C’est une comédie, véritable, mais très grinçante qu’il nous a été donné de voir. Une vision presse sans "préparation", à l’approche des fêtes de fin d’année et en ignorant donc qu’il s’agissait de l’adaptation d’un roman (dont il sera question en fin d’article). Il ne s’agit pas de faire ici de la science-fiction et de se poser la question du "comment" de l’arrivée d’Hitler sain et sauf en 2015. En revanche, il en est une autre, très légitime : peut-on rire de tout et en particulier de "cela" ? Soit donc de la montée de nazisme, de ses atrocités et de celui qui en a été à la base et a conduit son peuple dans les pires atrocités. D’autant qu’ici la parole est donnée à Hitler, via la télévision (et le film que nous découvrons), sorte de nouveau manifeste, un Mein Kampf relooké en quelque sorte ! On peut concevoir que l’entreprise est risquée et casse-gueule et l’on peut comprendre que cette "comédie" soit interdite en Belgique aux moins de douze ans. C’est que si le spectateur est amené à rire, ce sera jaune, très jaune ! En effet, il découvre peu à peu certains thèmes qui depuis le début des années 30 ont permis la montée en puissance et en pouvoir d’Hitler... thèmes qui sont présents, à nouveau, dans l’Allemagne contemporaine et, ne nous voilons pas la face, en Europe également. Il suffit de penser aux réactions xénophobes, homophobes et analogues qui fleurissent bon dans la presse, sur les médias sociaux... Et nous découvrons ici comment une émission télévisée, mixte entre humour et télé-réalité, va surfer sur ces thèmes pour faire de l’audience. Et quand cela va visiblement trop loin, les spectateurs, incrédules, se disent, finalement que ce n’est "que" de l’humour.

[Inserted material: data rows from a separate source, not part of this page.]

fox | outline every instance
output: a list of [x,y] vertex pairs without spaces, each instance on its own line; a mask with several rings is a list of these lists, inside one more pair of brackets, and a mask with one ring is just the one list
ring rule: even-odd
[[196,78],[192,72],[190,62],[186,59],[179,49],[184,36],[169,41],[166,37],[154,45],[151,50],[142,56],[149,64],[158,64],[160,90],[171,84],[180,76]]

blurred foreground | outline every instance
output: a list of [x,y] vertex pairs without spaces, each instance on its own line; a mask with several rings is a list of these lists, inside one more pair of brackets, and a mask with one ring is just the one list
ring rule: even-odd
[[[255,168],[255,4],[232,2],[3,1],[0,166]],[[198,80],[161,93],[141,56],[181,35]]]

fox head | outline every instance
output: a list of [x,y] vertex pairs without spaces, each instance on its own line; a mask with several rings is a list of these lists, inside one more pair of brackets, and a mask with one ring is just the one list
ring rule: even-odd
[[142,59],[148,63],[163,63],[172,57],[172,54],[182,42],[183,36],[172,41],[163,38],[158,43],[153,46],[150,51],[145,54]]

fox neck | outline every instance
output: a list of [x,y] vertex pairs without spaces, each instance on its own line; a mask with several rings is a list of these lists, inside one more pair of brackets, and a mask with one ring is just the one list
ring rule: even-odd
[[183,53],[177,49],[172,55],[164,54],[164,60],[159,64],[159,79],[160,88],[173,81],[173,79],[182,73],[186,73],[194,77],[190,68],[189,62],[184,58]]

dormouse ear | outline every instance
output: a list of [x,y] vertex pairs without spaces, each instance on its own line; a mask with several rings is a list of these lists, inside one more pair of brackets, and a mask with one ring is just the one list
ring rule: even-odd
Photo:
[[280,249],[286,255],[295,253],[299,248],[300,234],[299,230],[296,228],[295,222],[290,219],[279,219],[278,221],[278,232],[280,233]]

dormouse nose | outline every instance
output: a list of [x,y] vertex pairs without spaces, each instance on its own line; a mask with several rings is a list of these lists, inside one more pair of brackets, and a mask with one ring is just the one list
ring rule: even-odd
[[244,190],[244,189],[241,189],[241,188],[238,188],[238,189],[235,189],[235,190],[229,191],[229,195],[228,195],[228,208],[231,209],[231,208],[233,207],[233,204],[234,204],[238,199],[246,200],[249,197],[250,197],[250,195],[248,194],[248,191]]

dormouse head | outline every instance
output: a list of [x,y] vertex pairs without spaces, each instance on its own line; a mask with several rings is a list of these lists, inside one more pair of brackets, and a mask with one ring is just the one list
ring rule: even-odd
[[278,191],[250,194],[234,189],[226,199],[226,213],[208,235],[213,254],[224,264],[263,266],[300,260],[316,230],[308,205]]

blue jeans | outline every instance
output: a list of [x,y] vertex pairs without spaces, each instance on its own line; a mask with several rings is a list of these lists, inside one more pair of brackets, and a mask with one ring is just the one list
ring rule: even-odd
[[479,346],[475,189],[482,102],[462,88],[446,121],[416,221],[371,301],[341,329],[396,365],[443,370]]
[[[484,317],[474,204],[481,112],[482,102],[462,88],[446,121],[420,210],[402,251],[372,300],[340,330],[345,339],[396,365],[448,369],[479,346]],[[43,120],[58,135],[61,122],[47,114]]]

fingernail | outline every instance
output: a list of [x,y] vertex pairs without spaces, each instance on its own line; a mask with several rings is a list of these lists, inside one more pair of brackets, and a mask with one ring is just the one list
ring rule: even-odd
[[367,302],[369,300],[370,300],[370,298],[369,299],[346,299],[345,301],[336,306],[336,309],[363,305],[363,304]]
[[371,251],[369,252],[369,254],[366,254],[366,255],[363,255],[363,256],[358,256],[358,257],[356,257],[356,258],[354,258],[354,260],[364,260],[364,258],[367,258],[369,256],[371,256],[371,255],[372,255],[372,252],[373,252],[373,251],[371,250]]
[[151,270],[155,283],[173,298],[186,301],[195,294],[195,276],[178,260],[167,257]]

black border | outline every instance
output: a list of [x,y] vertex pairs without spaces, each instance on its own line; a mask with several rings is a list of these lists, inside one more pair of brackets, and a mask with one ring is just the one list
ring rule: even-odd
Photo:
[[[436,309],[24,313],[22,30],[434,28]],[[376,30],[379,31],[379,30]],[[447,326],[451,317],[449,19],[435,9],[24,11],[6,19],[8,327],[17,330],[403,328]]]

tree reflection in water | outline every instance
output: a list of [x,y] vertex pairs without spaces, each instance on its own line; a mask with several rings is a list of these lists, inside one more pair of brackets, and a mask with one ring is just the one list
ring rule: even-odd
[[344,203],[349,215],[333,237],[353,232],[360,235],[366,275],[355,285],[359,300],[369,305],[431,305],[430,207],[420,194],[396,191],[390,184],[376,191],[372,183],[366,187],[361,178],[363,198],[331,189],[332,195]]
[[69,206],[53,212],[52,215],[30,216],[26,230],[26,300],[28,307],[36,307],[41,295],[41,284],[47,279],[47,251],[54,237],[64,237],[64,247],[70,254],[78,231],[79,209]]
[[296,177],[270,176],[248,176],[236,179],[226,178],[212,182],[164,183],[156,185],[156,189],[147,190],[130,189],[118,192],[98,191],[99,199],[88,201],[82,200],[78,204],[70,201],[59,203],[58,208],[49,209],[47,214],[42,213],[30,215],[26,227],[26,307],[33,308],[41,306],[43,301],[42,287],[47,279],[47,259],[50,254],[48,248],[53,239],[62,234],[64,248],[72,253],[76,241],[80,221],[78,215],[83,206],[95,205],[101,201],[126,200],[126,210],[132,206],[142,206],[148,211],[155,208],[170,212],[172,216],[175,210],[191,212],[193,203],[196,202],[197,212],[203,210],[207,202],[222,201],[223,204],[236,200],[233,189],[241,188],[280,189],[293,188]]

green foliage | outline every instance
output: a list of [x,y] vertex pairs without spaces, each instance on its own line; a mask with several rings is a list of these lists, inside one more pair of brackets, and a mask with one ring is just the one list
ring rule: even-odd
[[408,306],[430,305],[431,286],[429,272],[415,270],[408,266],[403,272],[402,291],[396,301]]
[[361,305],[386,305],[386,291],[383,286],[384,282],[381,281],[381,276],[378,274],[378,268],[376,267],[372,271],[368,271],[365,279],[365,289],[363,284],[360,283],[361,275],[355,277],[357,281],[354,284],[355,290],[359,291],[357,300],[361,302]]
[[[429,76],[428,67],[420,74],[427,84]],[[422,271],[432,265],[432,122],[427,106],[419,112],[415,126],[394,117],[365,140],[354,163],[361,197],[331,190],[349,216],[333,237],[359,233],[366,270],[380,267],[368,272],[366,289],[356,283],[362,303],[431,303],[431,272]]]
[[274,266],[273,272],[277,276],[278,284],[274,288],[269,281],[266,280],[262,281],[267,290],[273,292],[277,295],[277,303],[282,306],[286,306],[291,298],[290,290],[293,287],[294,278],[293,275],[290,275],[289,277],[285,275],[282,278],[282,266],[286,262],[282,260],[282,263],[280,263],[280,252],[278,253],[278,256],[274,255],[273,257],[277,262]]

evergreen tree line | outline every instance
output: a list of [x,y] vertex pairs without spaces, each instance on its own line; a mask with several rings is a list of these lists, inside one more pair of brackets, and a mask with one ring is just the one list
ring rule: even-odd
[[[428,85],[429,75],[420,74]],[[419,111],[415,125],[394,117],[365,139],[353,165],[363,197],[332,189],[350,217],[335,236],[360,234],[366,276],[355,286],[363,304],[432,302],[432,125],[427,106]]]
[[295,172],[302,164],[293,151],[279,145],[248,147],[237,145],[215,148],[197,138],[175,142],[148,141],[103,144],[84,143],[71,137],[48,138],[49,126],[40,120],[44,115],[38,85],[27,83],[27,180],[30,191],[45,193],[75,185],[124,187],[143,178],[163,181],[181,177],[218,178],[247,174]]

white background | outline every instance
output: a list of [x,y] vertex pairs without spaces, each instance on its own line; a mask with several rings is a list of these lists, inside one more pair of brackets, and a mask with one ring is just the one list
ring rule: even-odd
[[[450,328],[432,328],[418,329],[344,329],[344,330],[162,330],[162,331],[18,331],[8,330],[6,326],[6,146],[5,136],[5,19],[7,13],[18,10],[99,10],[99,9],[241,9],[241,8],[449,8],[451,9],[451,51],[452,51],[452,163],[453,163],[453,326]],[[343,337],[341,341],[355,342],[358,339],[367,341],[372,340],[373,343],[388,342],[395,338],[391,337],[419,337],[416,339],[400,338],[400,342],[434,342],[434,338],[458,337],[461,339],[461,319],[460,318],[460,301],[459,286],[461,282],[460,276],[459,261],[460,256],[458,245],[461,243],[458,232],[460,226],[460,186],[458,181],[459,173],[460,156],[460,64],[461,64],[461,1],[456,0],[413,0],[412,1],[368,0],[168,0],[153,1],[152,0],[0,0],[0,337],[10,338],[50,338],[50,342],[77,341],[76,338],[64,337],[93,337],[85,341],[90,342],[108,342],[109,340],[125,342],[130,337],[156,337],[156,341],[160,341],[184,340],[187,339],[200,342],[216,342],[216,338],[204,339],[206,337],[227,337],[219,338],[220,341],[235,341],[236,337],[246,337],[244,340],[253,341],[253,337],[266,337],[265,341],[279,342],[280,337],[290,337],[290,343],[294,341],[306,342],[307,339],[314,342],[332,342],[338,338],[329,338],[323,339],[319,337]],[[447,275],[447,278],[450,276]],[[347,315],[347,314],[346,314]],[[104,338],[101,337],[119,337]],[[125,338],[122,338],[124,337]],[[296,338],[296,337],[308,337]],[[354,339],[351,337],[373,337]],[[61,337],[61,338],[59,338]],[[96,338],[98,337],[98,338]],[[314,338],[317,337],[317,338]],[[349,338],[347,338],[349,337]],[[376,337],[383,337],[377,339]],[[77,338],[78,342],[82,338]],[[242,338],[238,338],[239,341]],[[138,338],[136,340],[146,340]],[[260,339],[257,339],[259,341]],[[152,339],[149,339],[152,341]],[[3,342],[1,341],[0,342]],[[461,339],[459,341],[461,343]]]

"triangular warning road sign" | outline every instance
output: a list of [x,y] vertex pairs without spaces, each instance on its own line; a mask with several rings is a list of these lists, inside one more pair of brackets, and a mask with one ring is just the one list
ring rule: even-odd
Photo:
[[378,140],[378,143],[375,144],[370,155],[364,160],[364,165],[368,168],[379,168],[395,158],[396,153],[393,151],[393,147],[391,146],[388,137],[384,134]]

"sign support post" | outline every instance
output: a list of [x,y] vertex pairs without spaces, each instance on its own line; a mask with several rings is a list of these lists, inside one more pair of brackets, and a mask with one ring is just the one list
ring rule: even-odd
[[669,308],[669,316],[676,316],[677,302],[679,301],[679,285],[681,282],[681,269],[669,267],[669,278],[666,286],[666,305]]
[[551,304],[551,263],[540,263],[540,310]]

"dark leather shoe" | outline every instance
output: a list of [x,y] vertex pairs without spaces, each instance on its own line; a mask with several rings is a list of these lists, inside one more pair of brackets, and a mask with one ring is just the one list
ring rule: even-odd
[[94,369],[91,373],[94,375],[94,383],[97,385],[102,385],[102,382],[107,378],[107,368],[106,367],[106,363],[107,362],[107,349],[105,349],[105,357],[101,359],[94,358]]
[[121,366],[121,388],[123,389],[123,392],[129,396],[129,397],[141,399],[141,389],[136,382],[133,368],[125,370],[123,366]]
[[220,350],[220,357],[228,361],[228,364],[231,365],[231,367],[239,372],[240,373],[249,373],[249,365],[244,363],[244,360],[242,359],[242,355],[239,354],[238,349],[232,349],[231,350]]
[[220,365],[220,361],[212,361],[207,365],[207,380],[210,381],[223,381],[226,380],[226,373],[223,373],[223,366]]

Quelques images du film donnent à penser que plusieurs scènes ont été tournées en situation "réelle" car certaines personnes sont flouées ou ont un bandeau noir sur les yeux. Toutefois ce peut être inhérent au genre même du film et faire partie du scénario. Peu importe qu’il s’agisse de "paroles issues du scénario" ou de "vraies personnes" car tous nous entendons ces mots dans les médias et autour de nous. Il peut même nous arriver de les penser voire même de les prononcer. Le film se termine d’ailleurs sur la mise en roman de l’histoire, au prix de 19€33 et, après le générique, des extraits d’actualités récentes.
Il s’agit donc d’un film qu’il faut absolument voir, tout en s’y préparant. Nous ne pensons pas que le film banalise le mal (cf. infra), mais qu’il montre que celui-ci se banalise et que nous n’en sommes pas indemnes. Ce fut d’autant plus marquant que nous avons vu quelques heures plus tard un autre film qui traite d’une histoire vraie, celle d’Elser (Elser, un héros ordinaire) et qui sortira une semaine après cette comédie. Ce film d’Oliver Hirschbiegel n’est lui pas une comédie, mais un biopic consacré à un homme ordinaire qui assiste depuis le début des années trente à la montée progressive du nazisme et des ses idées nauséabondes !
Un livre pour commencer !
Au départ, il y a un bestseller, premier roman écrit par Timur Vermes (un ancien "nègre" en littérature) en 2011, traduit en dix-sept langues dont le français en 2014, tandis qu’en 2013, les droits étaient vendus pour une adaptation au cinéma (le présent fim éponyme).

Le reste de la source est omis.